Peptidaufreinigung: Eine RP-HPLC-basierte Technik zur Extraktion von Peptiden aus verdauten Proteinlysaten

0 Aufrufe3:21 Min. • April 30th, 2023

Um Peptide zu isolieren und zu reinigen, beginnen Sie mit einer Suspension aus Proteinlysat, die eine Mischung aus verdauten Peptiden enthält.

Behandeln Sie die Mischung mit Trifluoressigsäure oder Reagenz auf TFA-Basis. Dieses anionische oder negativ geladene Reagenz bildet einen Ionenpaarkomplex mit basischen oder positiv geladenen Resten auf Peptiden, maskiert so deren Ladung und verbessert die Hydrophobizität des Peptids.

Stellen Sie nun eine Umkehrphasen-Hochleistungsflüssigkeitschromatographie-Säule (RP-HPLC) zusammen, die eine poröse stationäre Phase auf Siliziumdioxidbasis enthält, die mit unpolaren hydrophoben Liganden immobilisiert ist. Geben Sie einen peptidkompatiblen Äquilibrierungspuffer in die Säule, um die stationäre Phase vor der Probenapplikation vorzubereiten.

Laden Sie nun die angesäuerte Probe in die Säule. Innerhalb der Säule adsorbieren die hydrophoben Peptide selektiv an die hydrophoben Liganden der stationären Phase. Lassen Sie einen Waschpuffer durch die Säule laufen, um ungebundene oder unerwünschte Partikel zu eluieren.

Führen Sie als Nächstes einen weniger polaren organischen Elutionspuffer mit hoher Hydrophobie durch die Säule. Aufgrund ihrer selektiven Affinität zum Elutionspuffer desorbieren die gebundenen Peptide aus der Säulenmatrix.

Sammeln Sie das peptidhaltige Eluat aus der Säule. Lyophilisieren Sie das Eluat, um den Wassergehalt zu entfernen und ein trockenes Pulver aus reinen und stabilen Peptiden zu erhalten.

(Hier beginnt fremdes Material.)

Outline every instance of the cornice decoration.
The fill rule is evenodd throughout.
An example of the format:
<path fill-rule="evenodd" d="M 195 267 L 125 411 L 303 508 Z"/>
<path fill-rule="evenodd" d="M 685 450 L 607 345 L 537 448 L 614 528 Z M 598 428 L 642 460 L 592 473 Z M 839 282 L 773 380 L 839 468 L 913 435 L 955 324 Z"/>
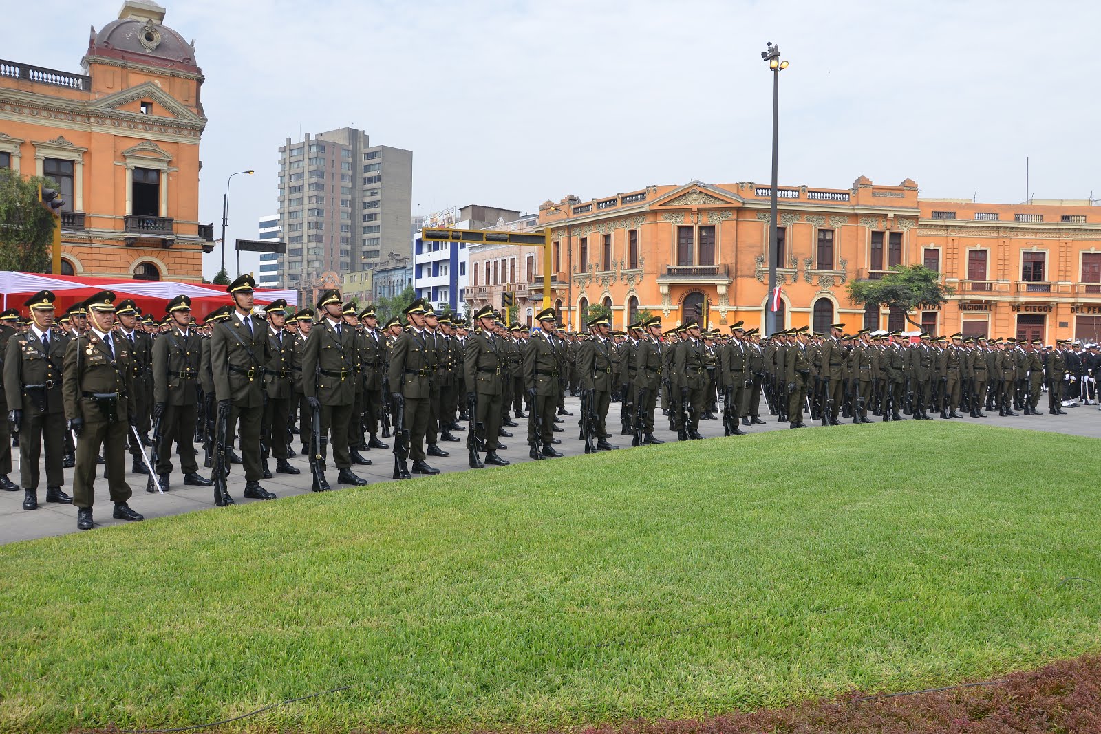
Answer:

Um die Probe anzusäuern, fügen Sie etwa 20 Mikroliter 5%ige Trifluoressigsäure oder TFA pro Milliliter Lysat hinzu. Mischen Sie das Röhrchen gut und verwenden Sie einen pH-Streifen, um den pH-Wert zu messen. Fügen Sie bei Bedarf zusätzliche 5 % TFA hinzu, um den pH-Wert auf 2,5 einzustellen. Verbinden Sie als Nächstes das kürzere Ende einer C18-Säule mit einem Vakuumverteiler. Nachdem Sie das Vakuum zwischen 17 und 34 kPa eingestellt haben, verwenden Sie 3 Milliliter 100 % Acetonitril und eine Glaspipette, um die Säule zu befeuchten.

Äquilibrieren Sie die Säule mit einer Glaspipette und tragen Sie zwei 3-Milliliter-Aliquots mit 0,1 % TFA auf. Laden Sie dann die angesäuerte Probe auf die Säule. Verwenden Sie drei 3-Milliliter-Volumina mit 0,1 % TFA, um die Säule zu waschen. Tragen Sie dann 2 Milliliter 40 % ACN und 0,1 % TFA auf, um die Probe zu eluieren, und sammeln Sie zwei 2-Milliliter-Fraktionen in Glaskulturröhrchen. Decken Sie die Eluatröhrchen mit Parafilm ab und stanzen Sie mit einer 20-Gauge-Nadel drei bis fünf Löcher in die Abdeckung, bevor Sie die Proben über Nacht lyophilisieren.